[MUSIC]
So we've been using several terms, and you'll hear several terms getting used,
sometimes interchangeably.
The housing crisis.
The financial crisis.
The foreclosure crisis.
The Great Recession.
All of these different terms mean slightly different things.
And if we were going to be more precise, which sometime we will need to be.
We should say the following,
which is that the housing crisis is a primary driver of the financial crisis.
They're not identical things.
One can have a housing crisis without a financial crisis.
And one can have a financial crisis without a housing crisis.
In the United States, these things corresponded.
They did not correspond in every country in the world, many of which had financial
crises, but as we have seen already did not have housing crises.
Similarly, it would be possible to have a housing and
foreclosure crisis without it infecting the entire financial system.
So we say housing crisis, really mean exactly what was going on in housing.
Which is, housing prices fell dramatically, and
there was a lot of foreclosure.
So, foreclosure crisis, that would be a synonym for housing crisis.
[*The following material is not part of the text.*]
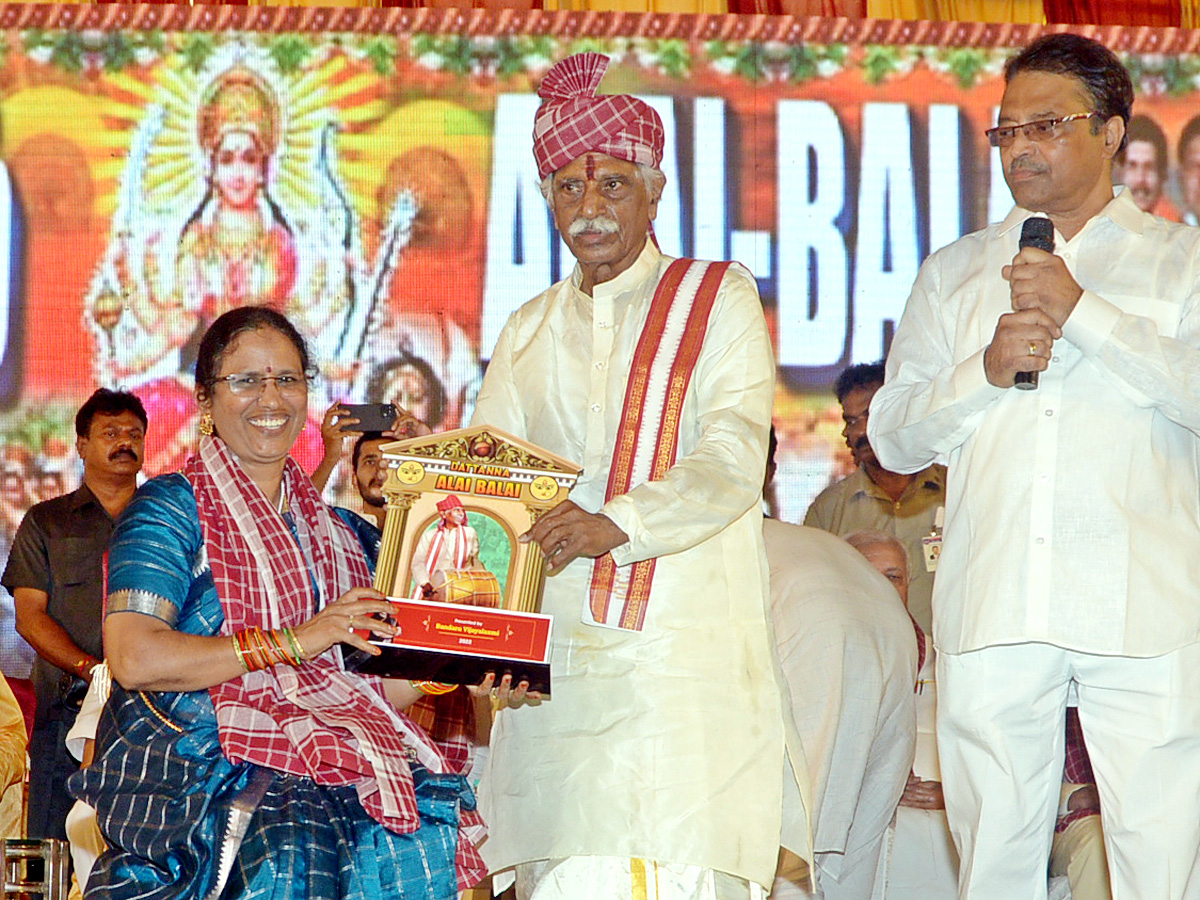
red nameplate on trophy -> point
(459, 645)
The financial crisis, that's the whole thing that we've been talking about that
happened to the financial system.
With the failure of financial institutions,
the seizing up of financial markets.
The financial crisis and the housing crisis together
contributed significantly to what is now called the Great Recession.
So, that's real economic activity.
A falling in the real economic activity, people losing their jobs.
Falling house prices had a very large effect on that independently.
The collapse of different parts of the financial system
had an effect on that independently.
You can have a recession without a housing crisis or a financial crisis.
But in this particular case,
the recession became what we call the Great Recession, in large part,
because it coincided with the housing crisis and the financial crisis.